La convenzione multilaterale per l’implementazione del progetto Beps
L’Ocse, nel mese di novembre del 2016, ha pubblicato uno schema di convezione multilaterale volta ad implementare alcun delle misure, delineate nell’ambito dei final report del progetto BEPS, finalizzate a prevenire l’erosione della base imponibile e il dirottamento degli utili (Multilateral Convention  To Implement Tax Treaty Related Measures  To Prevent Base Erosion And Profit Shifting). L’adesione a tale convenzione consentirà agli aderenti Stati di modificare, simultaneamente, alcune delle disposizioni contenute nei rispettivi trattati bilaterali in materia di doppia imposizione.
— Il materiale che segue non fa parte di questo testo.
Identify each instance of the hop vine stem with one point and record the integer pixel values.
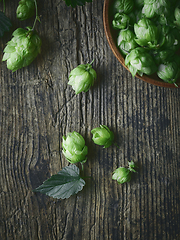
(4, 6)
(37, 17)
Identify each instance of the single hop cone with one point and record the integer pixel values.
(74, 148)
(102, 136)
(122, 174)
(82, 78)
(22, 49)
(25, 9)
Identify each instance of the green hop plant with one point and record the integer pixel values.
(126, 42)
(82, 78)
(171, 38)
(5, 23)
(25, 9)
(102, 136)
(146, 33)
(74, 148)
(177, 16)
(140, 61)
(120, 21)
(123, 174)
(22, 49)
(153, 8)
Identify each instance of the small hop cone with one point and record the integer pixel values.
(82, 78)
(123, 174)
(74, 148)
(22, 49)
(25, 9)
(102, 136)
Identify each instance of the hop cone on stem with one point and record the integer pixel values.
(22, 49)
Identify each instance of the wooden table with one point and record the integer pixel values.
(38, 107)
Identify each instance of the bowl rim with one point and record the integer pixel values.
(115, 50)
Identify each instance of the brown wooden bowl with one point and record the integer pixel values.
(111, 36)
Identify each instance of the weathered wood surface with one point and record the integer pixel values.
(37, 108)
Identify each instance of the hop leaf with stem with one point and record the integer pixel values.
(25, 9)
(74, 148)
(82, 77)
(123, 174)
(102, 136)
(5, 23)
(24, 47)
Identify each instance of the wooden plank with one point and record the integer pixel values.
(37, 108)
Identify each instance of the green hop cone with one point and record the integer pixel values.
(25, 9)
(74, 148)
(126, 42)
(120, 21)
(123, 174)
(22, 49)
(170, 71)
(140, 61)
(82, 78)
(102, 136)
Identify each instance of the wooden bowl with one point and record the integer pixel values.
(111, 36)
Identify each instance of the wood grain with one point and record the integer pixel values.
(38, 107)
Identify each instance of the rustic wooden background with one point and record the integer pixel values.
(37, 108)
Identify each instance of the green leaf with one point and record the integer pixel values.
(74, 3)
(64, 184)
(5, 23)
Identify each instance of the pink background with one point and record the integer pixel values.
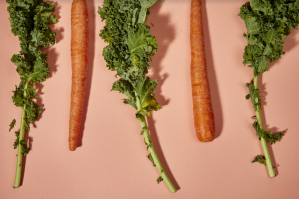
(111, 160)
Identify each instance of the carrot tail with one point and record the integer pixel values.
(79, 45)
(202, 104)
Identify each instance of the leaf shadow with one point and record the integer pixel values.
(91, 53)
(164, 32)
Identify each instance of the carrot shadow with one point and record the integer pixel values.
(91, 50)
(164, 32)
(217, 108)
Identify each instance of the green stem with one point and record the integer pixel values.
(20, 151)
(269, 165)
(154, 155)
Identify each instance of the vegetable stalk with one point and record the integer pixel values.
(29, 21)
(155, 158)
(267, 23)
(267, 156)
(129, 53)
(20, 149)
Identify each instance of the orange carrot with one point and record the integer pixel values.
(202, 104)
(79, 45)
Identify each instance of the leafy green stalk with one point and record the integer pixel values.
(154, 157)
(267, 156)
(268, 22)
(129, 53)
(29, 21)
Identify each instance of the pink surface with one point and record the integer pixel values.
(111, 160)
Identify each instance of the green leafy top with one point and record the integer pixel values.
(268, 22)
(129, 52)
(29, 21)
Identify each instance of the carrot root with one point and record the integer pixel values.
(202, 104)
(79, 45)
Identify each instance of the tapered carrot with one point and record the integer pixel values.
(79, 45)
(202, 104)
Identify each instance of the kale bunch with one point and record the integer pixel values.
(29, 21)
(129, 53)
(268, 23)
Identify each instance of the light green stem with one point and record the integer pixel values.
(154, 155)
(20, 151)
(269, 165)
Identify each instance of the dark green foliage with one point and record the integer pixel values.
(268, 22)
(25, 148)
(160, 179)
(151, 159)
(12, 124)
(254, 95)
(16, 143)
(29, 21)
(260, 159)
(266, 134)
(129, 52)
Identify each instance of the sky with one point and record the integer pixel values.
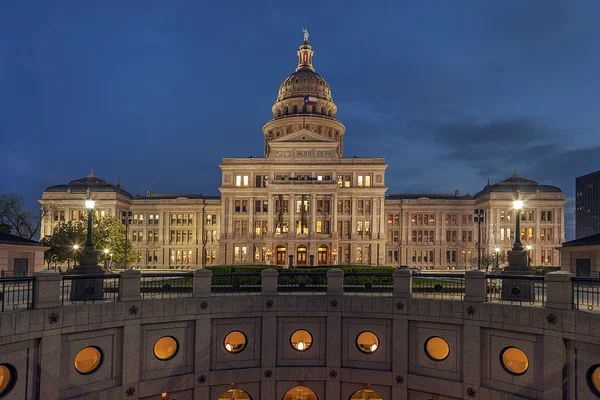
(155, 93)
A tal proposito, si rileva che l’articolo 9 della convenzione multilaterale, rubricato “capital gain derivanti dalla cessione di quote o strumenti partecipativi relativi ad entità che ritraggono il proprio valore principalmente da beni immobili” (Capital Gains from Alienation of Shares or Interests of Entities Deriving their Value Principally from Immovable Property), prevede l’inserimento nel corpo delle convenzioni della seguente disposizione “le plusvalenze realizzate da un residente di uno Stato contraente attraverso la cessione di quote di partecipazioni o diritti similari possono essere tassate in un altro Stato contraente se, per almeno un giorno dei 365 gg. che precedono la cessione, dette quote e diritti similari ritraggono più del 50% del proprio valore direttamente o indirettamente da beni immobili  situati detto altro Stato” (For purposes of a Covered Tax Agreement, gains derived by a resident of a Contracting Jurisdiction from the alienation of shares or comparable interests, such as interests in a partnership or trust, may be taxed in the other Contracting Jurisdiction if, at any time during the 365 days preceding the alienation, these shares or comparable interests derived more than 50 per cent of their value directly or indirectly from immovable property (real property) situated in that other Contracting Jurisdiction).
La citata disposizione non opera alcun distinguo tra beni immobili utilizzati nell’esercizio di attività di impresa e i beni immobili destinati ad attività di mero godimento e, pertanto, se pedissequamente recepita all’interno delle convenzioni in essere tra gli Stati membri dell'Unione europea, potrebbe acuire la problematica relativa alla partecipation exemption.